$\sum x_n^2$ and $\sum y_n^2$ converge, what does $\sum (x_n + y_n)^2$ do?

Question

So I know that $\sum x_n^2$ converges, and $\sum y_n^2$ converges. ${x_n}$ and ${y_n}$ are both sequences of real numbers. How can I prove that $$\sum(x_n+y_n)^2$$ converges? So far I have $$\sum(x_n+y_n)^2=\sum(x_n)^2 +\sum (y_n)^2 +\sum(2x_ny_n)$$ so I need to prove that $\sum 2x_ny_n$ converges. Is this the right way to approach it? If it is, I am completely lost as to the next step.

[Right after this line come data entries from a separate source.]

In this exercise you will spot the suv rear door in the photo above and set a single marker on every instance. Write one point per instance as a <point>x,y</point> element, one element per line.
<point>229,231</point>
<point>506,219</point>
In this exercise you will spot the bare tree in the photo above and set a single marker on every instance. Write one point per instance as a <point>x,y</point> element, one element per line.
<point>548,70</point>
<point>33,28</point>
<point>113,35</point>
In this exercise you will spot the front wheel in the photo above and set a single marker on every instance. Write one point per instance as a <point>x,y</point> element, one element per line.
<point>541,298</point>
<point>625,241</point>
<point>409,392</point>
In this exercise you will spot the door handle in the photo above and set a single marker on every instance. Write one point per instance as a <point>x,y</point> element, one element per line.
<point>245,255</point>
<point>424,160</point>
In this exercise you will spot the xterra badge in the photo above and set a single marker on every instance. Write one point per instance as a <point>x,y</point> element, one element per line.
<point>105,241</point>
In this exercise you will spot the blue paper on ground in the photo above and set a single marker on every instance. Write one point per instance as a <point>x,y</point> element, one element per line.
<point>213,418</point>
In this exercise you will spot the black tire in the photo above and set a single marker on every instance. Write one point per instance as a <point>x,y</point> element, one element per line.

I also need to prove that $$\sqrt{\sum(x_n+y_n)^2}\leq \sqrt{\sum(x_n)^2}+\sqrt{\sum(y_n)^2}$$

I assume this will follow pretty easily from a result in the first proof, but I'm stuck on that now, and perhaps it is easier to start with the second one. I have a lot of work I've done on the first problem, but none of it seemed to go anywhere. Any hints?

Thanks!

Answer 1

$$x^2 + 2xy + y^2 \geq 0$$

Similarly,

$$ x^2 - 2xy + y^2 \geq 0$$

Therefore

$$ -x^2 - y^2 \leq 2xy \leq x^2 + y^2 $$

So

$$ |2xy| \leq x^2 + y^2 $$

This shows that $s_n = \displaystyle\sum_{i=1}^n |2x_i y_i|$ is bounded and increasing sequence and so is convergent. So the series $\displaystyle\sum_i 2x_iy_i$ is absolutely convergent and therefore must be convergent.

Answer 2

$2x_n^2 + 2y_n^2 - (x_n + y_n)^2 $ $= 2x_n^2 + $ $2y_n^2 - x_n^2 -$ $ 2x_n y_n - y_n^2 = (x_n - y_n)^2 \geq 0$.

This means $(x_n + y_n)^2 \leq 2x_n^2 + 2y_n^2$.

Now add in $n$ and you see $\sum_n (x_n + y_n)^2$ converges.

Answer 3

Use Cauchy-Schwarz, it will yield the result immediately.